(Bukan) Pengasuh Biasa

(Bukan) Pengasuh Biasa
Tak Bisa Berjalan


__ADS_3

"Assalamualaikum Tante," salamku berjalan masuk ke dalam rumah.


Karena pesta bertema outdor, sudah ada beberapa orang yang menyiapkan untuk acaranya.


"Waalaikumsalam, Sayang. Ayo, ikut sama Tante," pintanya.


Aku langsung ikut dengan tangan yang digandeng Tante menuju kamar Ayudia, pintu dibuka tanpa permisi terlebih dahulu.


"Ayudia!" pekikku kaget melihat kondisinya.


Ayudia terduduk di sudut kamar memeluk kakinya, aku langsung duduk di lantai juga memeluk tubuh Ayudia.


"Tante gak tau dia kenapa, dia gak bisa Tante ajak bicara Sayang. Tante mau bawa dia ke psikiater juga malu orang-orang udah ramai di rumah Tante dari kemarin.


Jadi, Tante panggil kamu ke mari untuk bicara sama dia. Tante mohon, bujuk dia untuk bicara sebenarnya ada apa.
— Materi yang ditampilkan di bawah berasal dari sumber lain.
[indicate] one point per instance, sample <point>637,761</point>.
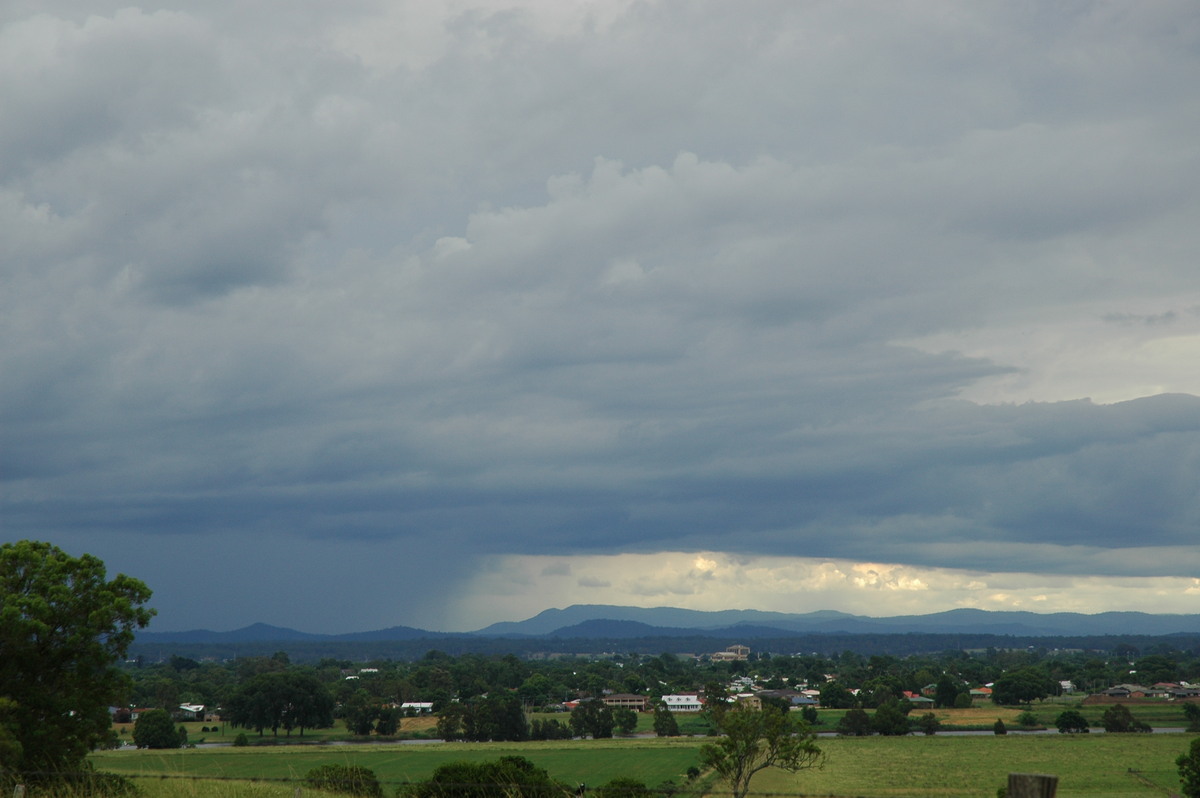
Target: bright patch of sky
<point>409,303</point>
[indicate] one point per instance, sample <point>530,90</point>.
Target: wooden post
<point>1031,785</point>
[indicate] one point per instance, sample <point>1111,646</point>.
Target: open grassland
<point>593,762</point>
<point>1114,766</point>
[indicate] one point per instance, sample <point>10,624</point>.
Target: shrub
<point>1189,769</point>
<point>155,729</point>
<point>855,723</point>
<point>1119,719</point>
<point>349,779</point>
<point>1072,723</point>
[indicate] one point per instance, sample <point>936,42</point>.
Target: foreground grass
<point>1111,766</point>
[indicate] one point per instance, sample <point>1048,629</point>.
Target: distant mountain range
<point>629,623</point>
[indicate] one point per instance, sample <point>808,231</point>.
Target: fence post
<point>1031,785</point>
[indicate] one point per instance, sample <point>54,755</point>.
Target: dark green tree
<point>929,724</point>
<point>855,723</point>
<point>495,718</point>
<point>510,777</point>
<point>1072,721</point>
<point>388,723</point>
<point>1189,771</point>
<point>156,729</point>
<point>1117,719</point>
<point>593,717</point>
<point>1023,685</point>
<point>756,739</point>
<point>1192,713</point>
<point>360,712</point>
<point>625,720</point>
<point>891,718</point>
<point>835,695</point>
<point>287,700</point>
<point>64,627</point>
<point>665,724</point>
<point>946,693</point>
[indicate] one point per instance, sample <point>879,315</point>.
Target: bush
<point>510,777</point>
<point>1119,719</point>
<point>349,779</point>
<point>1189,769</point>
<point>1072,723</point>
<point>155,729</point>
<point>855,723</point>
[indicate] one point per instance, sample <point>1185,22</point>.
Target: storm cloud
<point>414,299</point>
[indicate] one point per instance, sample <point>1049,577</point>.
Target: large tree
<point>155,729</point>
<point>286,700</point>
<point>756,739</point>
<point>64,625</point>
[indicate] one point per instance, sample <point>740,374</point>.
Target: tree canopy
<point>64,625</point>
<point>756,739</point>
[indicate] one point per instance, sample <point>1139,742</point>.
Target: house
<point>684,702</point>
<point>625,701</point>
<point>732,654</point>
<point>748,700</point>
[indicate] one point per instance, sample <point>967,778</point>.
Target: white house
<point>683,702</point>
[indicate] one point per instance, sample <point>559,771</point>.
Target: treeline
<point>826,645</point>
<point>275,694</point>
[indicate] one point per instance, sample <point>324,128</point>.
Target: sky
<point>382,312</point>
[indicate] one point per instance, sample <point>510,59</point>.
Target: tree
<point>946,693</point>
<point>64,625</point>
<point>592,717</point>
<point>892,718</point>
<point>510,777</point>
<point>360,713</point>
<point>755,739</point>
<point>855,723</point>
<point>283,700</point>
<point>1023,685</point>
<point>665,725</point>
<point>1072,721</point>
<point>1119,719</point>
<point>155,729</point>
<point>1189,769</point>
<point>388,723</point>
<point>625,720</point>
<point>1192,712</point>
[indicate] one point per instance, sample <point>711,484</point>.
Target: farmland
<point>880,767</point>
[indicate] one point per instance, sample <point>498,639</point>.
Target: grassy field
<point>875,767</point>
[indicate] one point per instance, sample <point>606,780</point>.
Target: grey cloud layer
<point>540,283</point>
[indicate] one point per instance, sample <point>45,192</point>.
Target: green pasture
<point>1115,766</point>
<point>593,762</point>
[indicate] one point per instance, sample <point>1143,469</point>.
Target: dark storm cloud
<point>460,282</point>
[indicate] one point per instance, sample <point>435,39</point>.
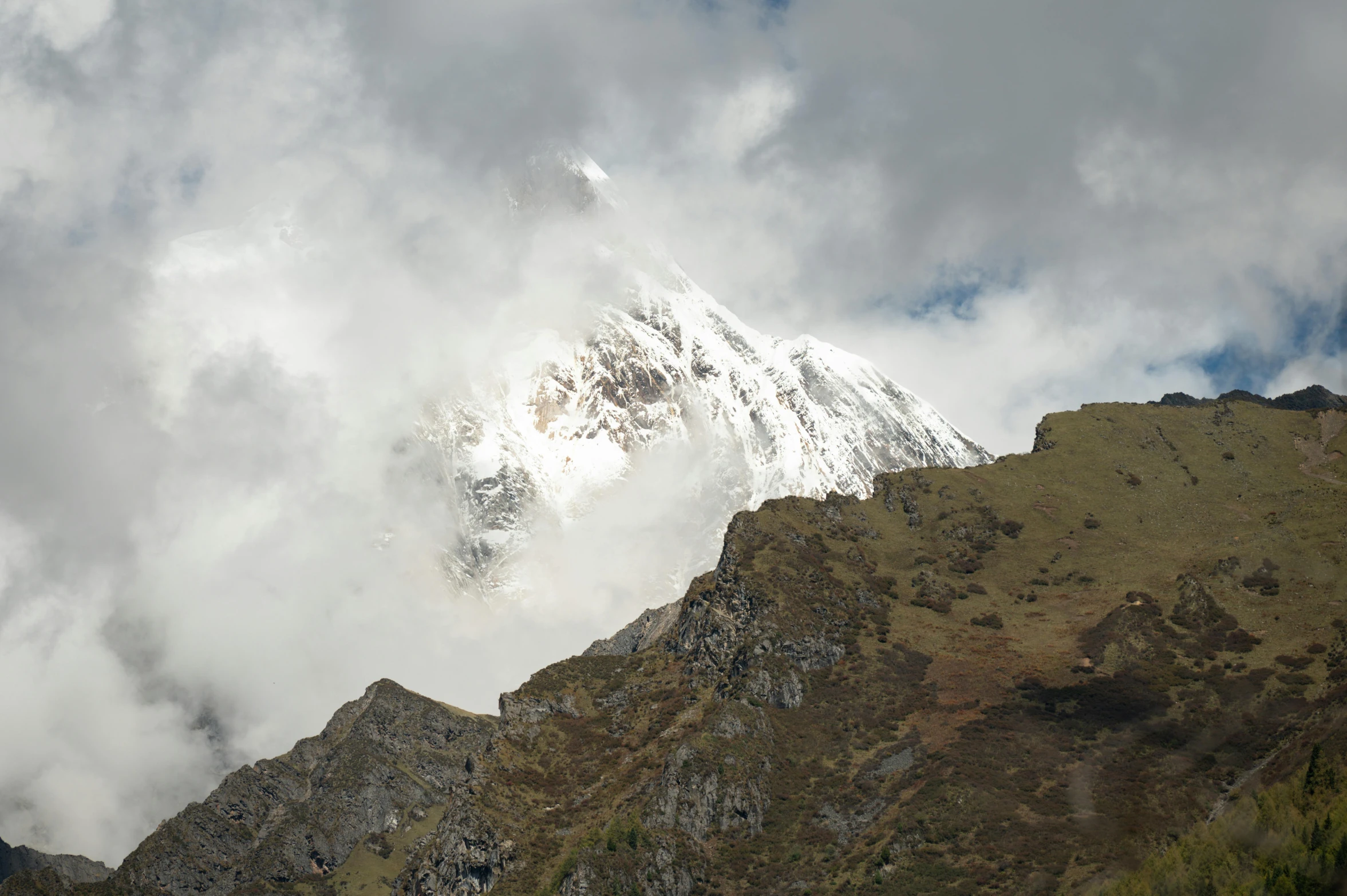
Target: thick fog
<point>244,244</point>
Dia kenapa kalau emang dia ngerasa gak cocok sama dekor dan lainnya bilang langsung atau dia harus dibawa ke psikiater juga gak papa.


Jangan diam kayak gitu, Tante takut dia kenapa-kenapa Ana. Setidaknya, dia bicara apa yang dirasanya. Jangan buat Tante khawatir."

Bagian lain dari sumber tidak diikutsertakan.